Personally, I agree with Musk on some political points (disagree with him probably on most), don’t mind that he has injected himself into the political discourse. It’s not that he’s a “supervillain,” as Lepore puts it. He clearly is a bit loco — his children are, after all, named things like X AE A-XII and Techno Mechanicus; his vision for the future is constantly ideas like robot taxis without steering wheels or mirrors that would free us from the “drudgery of driving” (but don’t we like to drive?); and his relentless Mars obsession is “kind of bizarre thinking,” as Bill Gates delicately put it — but that’s not what matters. Billionaires are supposed to be eccentric, and they’re allowed to have political opinions. The issue is about maintaining a firewall between the public sector and the potentates of the market. That’s what’s broken down decisively over the past decades. That’s what needs to be restored. It starts with a government that believes in itself. Which is not on offer, unfortunately, from anybody currently close to power.
What will the future hold for us? I am more and more discouraged, worried that the loss of democracy is now a real possibility as debate degrades and debases. On that point, I would only argue that that is one aspect of Biden's tenure that cannot be criticized. You have here an essay to consider deeply and I look forward to comments on it ... Thank you so for the mention of my essay on Woolf's _To the Lighthouse_.

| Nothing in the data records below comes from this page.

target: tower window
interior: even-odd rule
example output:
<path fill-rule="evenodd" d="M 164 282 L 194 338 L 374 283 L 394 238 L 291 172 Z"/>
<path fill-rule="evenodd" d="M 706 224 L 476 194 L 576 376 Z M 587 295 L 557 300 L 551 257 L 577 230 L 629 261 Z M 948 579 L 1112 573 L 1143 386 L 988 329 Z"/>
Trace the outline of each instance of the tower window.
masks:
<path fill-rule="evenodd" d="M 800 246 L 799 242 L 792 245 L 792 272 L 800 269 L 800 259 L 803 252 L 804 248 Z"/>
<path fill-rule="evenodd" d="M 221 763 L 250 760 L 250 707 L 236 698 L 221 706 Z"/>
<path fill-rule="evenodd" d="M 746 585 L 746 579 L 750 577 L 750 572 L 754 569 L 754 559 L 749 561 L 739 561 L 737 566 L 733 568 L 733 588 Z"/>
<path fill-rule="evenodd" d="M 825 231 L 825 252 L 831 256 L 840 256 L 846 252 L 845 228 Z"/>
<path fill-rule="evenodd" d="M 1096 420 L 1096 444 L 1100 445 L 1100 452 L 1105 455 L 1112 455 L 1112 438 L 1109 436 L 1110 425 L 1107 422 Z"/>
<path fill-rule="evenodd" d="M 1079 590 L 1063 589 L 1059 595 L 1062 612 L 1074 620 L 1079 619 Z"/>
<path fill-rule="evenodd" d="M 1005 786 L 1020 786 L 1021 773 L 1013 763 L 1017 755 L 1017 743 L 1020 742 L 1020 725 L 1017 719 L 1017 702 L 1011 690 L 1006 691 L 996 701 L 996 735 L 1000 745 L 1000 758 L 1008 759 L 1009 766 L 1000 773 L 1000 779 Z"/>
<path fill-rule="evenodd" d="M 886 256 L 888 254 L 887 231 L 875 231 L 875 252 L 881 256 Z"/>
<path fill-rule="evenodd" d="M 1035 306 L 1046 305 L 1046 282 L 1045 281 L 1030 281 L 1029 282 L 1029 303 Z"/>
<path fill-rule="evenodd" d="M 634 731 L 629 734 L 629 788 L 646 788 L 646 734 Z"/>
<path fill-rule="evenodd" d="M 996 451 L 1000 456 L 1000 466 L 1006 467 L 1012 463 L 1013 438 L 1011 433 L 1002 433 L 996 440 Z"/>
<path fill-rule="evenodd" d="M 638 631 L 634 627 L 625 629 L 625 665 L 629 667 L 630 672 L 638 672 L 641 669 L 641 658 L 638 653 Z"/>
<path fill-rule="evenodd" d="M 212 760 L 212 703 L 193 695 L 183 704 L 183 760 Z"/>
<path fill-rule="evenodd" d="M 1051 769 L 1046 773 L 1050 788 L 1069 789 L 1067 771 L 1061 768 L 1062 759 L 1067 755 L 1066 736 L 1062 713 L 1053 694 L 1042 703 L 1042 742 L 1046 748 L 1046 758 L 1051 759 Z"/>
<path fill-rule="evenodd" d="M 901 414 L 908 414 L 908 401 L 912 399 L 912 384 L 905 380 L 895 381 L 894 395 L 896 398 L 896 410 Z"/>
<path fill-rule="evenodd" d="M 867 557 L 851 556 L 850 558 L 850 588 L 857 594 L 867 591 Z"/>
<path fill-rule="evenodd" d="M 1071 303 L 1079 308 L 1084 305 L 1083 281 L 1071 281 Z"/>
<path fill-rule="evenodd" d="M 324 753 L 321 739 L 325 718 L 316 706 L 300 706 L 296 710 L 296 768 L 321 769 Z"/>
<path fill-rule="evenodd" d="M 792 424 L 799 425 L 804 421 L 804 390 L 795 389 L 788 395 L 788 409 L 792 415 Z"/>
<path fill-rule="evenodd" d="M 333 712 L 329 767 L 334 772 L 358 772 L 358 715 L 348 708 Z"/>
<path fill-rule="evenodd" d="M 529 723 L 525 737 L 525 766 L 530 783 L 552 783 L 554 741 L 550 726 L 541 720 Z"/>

On that point, I do wonder what all the politicians and commentators, and whatever Musk might be or become and all that you mention are reading. Sullivan and Friedman we know are deep readers. My point may be off center but I firmly believe that literature deepens our minds and opens our hearts ... As one example: No matter what Obama did or didn't achieve, his reading always revealed the man's foundation in thought ... I don't see that in Trump in any way whatsoever--and that perhaps defines the difference of the two prospective candidates for me. One reads Seamus Heaney for sure. The other only his own self-absorption ...
The Biden issue is also driving me nuts along the same line of thought you lay out here. How is it even possible that the entire party's leadership refuses to understand the enormity of the risk they're taking by just lining up behind Biden's candidacy against the highest possible stakes imaginable--losing this election isn't just an existential threat to the country but specifically to their party; they could find themselves effectively barred from power. So even in the selfish sense of safeguarding their own interests and patronage networks, it's the height of foolishness to stay the course. It intensifies the sense that the party is weak and intimidated, which is precisely the opposite of what they need to communicate right now.